Another measure, called a “Red Flag Bill,” would allow people — family members, law enforcement officers or school officials — to file extreme risk protective orders, which would prohibit a person from purchasing or possessing a firearm for up to one year.

The issue of guns in schools is also addressed in the bill package. Prior state law banned guns from school grounds unless authorized by a school administrator, but the new bill goes further, banning administrators from allowing teachers and other school employees working in K-12 schools from being armed.

The New York State Assembly and Senate have Democratic majorities, making it likely that the measures, at least eight of which will be up for a vote, will pass.
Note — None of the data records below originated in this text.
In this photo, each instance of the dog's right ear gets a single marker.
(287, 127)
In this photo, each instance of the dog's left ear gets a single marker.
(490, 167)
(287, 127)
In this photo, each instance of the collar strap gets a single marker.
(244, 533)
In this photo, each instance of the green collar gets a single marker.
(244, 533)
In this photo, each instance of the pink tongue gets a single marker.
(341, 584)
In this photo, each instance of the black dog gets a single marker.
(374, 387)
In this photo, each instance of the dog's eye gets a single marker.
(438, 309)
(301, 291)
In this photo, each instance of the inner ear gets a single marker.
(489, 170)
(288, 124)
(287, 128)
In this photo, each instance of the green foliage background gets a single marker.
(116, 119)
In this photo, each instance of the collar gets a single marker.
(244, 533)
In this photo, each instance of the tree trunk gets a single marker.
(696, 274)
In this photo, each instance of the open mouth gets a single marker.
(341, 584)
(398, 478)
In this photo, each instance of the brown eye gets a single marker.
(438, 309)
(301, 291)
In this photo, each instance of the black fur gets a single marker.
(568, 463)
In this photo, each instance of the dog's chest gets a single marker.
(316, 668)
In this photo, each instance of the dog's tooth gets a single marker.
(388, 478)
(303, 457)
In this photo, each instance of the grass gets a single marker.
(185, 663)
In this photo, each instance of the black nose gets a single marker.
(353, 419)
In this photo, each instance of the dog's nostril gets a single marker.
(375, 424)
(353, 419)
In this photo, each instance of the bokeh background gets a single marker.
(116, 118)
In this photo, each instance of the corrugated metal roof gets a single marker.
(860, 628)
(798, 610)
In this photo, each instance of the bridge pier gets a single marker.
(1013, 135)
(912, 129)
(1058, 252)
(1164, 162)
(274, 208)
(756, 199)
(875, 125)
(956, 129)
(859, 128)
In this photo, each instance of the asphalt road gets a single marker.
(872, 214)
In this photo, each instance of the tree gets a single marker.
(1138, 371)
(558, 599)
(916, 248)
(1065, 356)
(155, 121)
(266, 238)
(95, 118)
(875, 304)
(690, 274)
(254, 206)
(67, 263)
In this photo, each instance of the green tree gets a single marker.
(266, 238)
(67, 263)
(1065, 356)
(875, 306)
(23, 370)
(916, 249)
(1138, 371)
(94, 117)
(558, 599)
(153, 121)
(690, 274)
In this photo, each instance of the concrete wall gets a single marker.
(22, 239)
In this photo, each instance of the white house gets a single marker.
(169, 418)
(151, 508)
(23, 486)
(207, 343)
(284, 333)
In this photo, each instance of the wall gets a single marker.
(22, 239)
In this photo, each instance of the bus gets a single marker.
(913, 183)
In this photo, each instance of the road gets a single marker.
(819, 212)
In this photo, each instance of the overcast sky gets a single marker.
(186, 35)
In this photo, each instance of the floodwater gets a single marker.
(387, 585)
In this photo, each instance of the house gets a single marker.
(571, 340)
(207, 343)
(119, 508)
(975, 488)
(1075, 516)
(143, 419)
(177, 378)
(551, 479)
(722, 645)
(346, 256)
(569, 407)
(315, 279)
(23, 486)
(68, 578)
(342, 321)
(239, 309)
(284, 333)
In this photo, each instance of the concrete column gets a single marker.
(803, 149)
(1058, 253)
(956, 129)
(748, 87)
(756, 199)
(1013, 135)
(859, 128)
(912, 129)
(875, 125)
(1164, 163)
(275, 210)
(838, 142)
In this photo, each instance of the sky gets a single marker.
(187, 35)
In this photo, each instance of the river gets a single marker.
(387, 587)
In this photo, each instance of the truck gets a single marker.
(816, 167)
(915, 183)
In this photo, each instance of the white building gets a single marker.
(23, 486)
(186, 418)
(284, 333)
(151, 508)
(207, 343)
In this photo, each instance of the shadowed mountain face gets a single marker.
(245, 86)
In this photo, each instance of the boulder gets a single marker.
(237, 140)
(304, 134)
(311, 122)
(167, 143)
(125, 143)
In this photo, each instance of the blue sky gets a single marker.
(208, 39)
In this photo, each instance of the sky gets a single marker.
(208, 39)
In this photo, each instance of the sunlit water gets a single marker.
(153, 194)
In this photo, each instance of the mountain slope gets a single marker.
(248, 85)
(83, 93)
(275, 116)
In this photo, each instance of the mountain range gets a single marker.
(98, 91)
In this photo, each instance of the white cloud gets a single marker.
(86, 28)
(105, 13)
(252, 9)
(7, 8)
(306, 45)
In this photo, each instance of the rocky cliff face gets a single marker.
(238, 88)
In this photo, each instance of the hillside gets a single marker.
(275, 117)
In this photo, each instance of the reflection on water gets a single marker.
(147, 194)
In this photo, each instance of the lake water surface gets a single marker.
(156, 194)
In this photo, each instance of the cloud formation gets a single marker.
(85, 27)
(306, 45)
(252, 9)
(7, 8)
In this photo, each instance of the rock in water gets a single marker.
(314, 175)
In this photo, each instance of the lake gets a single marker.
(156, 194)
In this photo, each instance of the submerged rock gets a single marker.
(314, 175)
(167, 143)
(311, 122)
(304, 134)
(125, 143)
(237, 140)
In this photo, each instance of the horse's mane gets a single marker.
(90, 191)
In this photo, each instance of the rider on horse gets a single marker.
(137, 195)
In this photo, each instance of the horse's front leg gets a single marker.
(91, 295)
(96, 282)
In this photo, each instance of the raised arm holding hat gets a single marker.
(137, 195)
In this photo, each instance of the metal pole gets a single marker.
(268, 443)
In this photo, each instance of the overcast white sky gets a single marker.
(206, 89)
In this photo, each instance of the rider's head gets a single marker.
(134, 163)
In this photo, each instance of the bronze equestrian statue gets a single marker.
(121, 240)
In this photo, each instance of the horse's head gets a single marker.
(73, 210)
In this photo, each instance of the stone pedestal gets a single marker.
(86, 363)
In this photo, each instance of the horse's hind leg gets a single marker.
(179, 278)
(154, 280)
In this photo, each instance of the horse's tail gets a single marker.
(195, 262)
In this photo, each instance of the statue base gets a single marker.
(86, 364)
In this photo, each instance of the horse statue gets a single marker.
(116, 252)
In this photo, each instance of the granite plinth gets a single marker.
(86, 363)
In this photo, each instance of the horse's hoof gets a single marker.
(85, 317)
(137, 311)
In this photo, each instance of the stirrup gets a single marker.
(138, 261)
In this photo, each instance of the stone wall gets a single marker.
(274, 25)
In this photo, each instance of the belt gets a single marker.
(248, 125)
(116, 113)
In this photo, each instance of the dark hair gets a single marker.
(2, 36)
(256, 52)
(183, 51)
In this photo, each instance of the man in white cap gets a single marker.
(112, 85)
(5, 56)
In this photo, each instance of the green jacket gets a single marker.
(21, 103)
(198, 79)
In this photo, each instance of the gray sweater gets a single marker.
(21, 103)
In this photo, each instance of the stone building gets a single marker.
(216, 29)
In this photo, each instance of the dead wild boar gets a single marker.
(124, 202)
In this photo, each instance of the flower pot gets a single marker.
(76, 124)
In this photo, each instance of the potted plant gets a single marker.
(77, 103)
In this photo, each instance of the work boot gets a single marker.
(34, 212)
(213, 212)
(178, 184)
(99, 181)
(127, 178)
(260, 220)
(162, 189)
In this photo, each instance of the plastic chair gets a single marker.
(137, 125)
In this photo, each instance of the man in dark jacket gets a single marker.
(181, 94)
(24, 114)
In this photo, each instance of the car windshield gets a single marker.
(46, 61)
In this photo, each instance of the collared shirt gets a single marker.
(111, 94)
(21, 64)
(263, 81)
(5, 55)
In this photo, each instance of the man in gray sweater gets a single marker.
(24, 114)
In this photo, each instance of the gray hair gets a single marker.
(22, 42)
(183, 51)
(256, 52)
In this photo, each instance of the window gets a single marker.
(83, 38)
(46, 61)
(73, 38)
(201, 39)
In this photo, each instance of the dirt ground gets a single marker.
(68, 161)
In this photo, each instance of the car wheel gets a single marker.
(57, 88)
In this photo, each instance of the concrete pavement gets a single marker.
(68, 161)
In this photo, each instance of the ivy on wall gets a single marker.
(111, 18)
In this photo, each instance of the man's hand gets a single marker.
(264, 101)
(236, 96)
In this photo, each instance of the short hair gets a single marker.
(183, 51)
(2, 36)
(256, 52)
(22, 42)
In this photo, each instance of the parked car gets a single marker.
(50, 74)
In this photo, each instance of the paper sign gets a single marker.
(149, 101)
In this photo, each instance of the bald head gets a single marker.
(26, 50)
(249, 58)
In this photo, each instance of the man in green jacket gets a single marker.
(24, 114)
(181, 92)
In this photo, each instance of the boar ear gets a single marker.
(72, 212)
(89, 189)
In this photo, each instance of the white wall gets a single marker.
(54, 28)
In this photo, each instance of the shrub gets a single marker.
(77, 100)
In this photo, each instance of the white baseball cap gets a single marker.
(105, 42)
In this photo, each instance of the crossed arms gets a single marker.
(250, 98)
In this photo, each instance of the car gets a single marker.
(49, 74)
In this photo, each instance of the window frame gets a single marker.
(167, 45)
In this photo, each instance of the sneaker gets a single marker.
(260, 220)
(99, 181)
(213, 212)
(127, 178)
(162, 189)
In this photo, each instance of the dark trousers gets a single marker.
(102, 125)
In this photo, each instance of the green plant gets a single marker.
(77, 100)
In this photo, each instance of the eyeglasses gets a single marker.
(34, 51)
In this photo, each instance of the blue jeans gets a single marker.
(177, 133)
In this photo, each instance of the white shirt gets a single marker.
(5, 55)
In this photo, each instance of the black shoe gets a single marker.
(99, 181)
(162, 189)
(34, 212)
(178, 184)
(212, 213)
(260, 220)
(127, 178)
“The legislation we pass today will help keep weapons suited for war off the streets and out of the hands of people who are a threat to themselves and others,” said Joseph Lentol, chair of the Codes Committee, in a press release.

Once the measures are passed, they will then be sent to Governor Andrew Cuomo, who has been an outspoken supporter of the stricter gun measures.

Cuomo said on Tuesday that the gun laws come in response to a “widespread epidemic” of mass shootings in the United States, according to the Associated Press.

“The Assembly Majority has a long history of fighting to keep weapons out of the hands of dangerous individuals,” Assembly Speaker Carl Heastie said in the press release. “Today, along with our Senate colleagues, we will pass a package of common sense reforms to address the root causes of gun violence in our communites, and make New York a safer place for everyone.”